I have to chuckle in amusement at the notion that is circulating so widely out there whenever we see one of these black box selling binges that commodities are "overpriced". My question to these self-appointed price experts is; "How do they define overpriced?" As I have been repeatedly showing, many of these commodities, when adjusted for inflation, are NO WHERE NEAR overpriced on an historical basis As a matter of fact, even after the move higher many are still ridiculously cheap. Many are complaining about $5.00 corn and want it to go back down to a "reasonable" $3.50 which while still high compared to historical levels would wreck less havoc upon the market. But $3.50 corn in 1980 for example, is equivalent to $9.16 in today's money. Does anyone in their right mind believe that farmers' costs have not risen in 28 years time so that they should still be getting $3.50 for their corn? Even soybeans closer to their historical norm near $$6.00 in 1980 should be worth $15.70 in today's prices. As my good friend, grain expert, Greg Pickup is fond of saying to skeptics; “Would you like to get paid your 1975 salary of $15,000/ year and live off of that today?”
Granted these are very crude calculations which leave out demand and supply factors but it is to make the point that no one can tell us with authority that prices are "too expensive". Those who hubristically do so, are ignorant of currency debauchment and the ravages let loose by the same. Try pricing corn in terms of Euros or even in terms of Chinese Yuan or Korean Won. It is not all that expensive even after moving higher in Dollar terms. If you consider that the Euro has moved from near .88 to 1.50 since 2001, an increase of 70%, so what if corn has rallied from $2.00 to $5.50! In terms of Euros it is still quite reasonably priced on a comparative basis. Their strong currency has negated a large portion of the price increase. It is hard for most US based traders who are so narrowly focused on commodities in Dollar-based prices to grasp the fact that these commodities are traded on a GLOBAL basis and that the collapsing dollar has had enormous implications when it comes to pricing.

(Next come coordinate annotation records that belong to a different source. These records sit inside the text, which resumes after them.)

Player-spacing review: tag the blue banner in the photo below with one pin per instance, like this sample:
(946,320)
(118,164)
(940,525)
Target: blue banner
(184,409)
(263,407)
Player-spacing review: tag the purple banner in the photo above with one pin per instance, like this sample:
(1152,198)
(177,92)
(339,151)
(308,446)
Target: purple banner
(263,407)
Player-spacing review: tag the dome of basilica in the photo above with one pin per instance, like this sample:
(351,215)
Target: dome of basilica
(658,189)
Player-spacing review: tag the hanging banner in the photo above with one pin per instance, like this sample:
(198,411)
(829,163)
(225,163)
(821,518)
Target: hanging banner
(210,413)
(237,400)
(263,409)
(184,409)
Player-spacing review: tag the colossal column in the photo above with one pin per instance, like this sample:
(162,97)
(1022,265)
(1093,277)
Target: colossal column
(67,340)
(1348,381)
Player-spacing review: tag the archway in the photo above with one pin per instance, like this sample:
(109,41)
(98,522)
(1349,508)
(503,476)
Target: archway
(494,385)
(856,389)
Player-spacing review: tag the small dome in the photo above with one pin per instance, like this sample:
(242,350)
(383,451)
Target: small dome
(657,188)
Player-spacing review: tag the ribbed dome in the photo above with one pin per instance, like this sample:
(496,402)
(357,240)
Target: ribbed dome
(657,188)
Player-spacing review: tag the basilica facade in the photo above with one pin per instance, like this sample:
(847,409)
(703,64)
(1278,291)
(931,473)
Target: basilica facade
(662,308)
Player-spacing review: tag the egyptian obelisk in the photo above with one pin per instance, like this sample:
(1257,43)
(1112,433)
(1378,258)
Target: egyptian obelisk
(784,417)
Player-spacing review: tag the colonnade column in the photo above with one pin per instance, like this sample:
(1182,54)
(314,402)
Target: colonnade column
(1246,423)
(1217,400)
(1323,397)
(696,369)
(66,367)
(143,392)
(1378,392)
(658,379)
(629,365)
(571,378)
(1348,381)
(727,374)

Also don’t forget that waiting in the wings for these price setbacks are sovereign wealth funds with massive amounts of dollars to get rid of as well as even here in the States, entities such as Calpers (California Public Employees Retirement System) which was reported to have been given Board approval to invest $7.2 billion in commodities by 2010. To give you an indication of how much of an increase this is, their current allotment is reported to be $500 million. The amount of money sitting on the sidelines waiting to come into the commodity sector is simply mind-boggling!
By the way, once some of these markets got wind of that Calper story in particular, specs bid up prices which brought in the schizophrenic hedgies who are now bailing out. The SWF’s (Sovereign Wealth Funds) and the big pension funds like Calpers are not as stupid as the hedge fund managers. They wait for setbacks in price to buy and do not trip and salivate all over themselves chasing markets higher like the hedge fund geeks and their black box algorithms who are perhaps the clumsiest, most inept traders when it comes to execution that the financial world has ever witnessed.
I will give you an update on the Commitment of Traders reports later on this afternoon or evening as time permits. I repeat what I said yesterday and earlier this week, the spec longs had the commercial silver shorts trapped and on the run and they let them off the hook this week. In another day and time, when trading decisions were not based on black box algorithms, strong handed longs would have bled the trapped commercial shorts to death. Too bad that they let their computers do their thinking for them and are now checking their brains at the doors of the trading office upon arrival each day. Trading is a ruthless game, check that, it is outright war, and the one thing you learn in war is to never, never let your opponent regroup after you have him on the run. Ask the generals who tried doing that with Bobby Lee before Ulysses Grant came along if that was a tactic that engendered much in the way of success!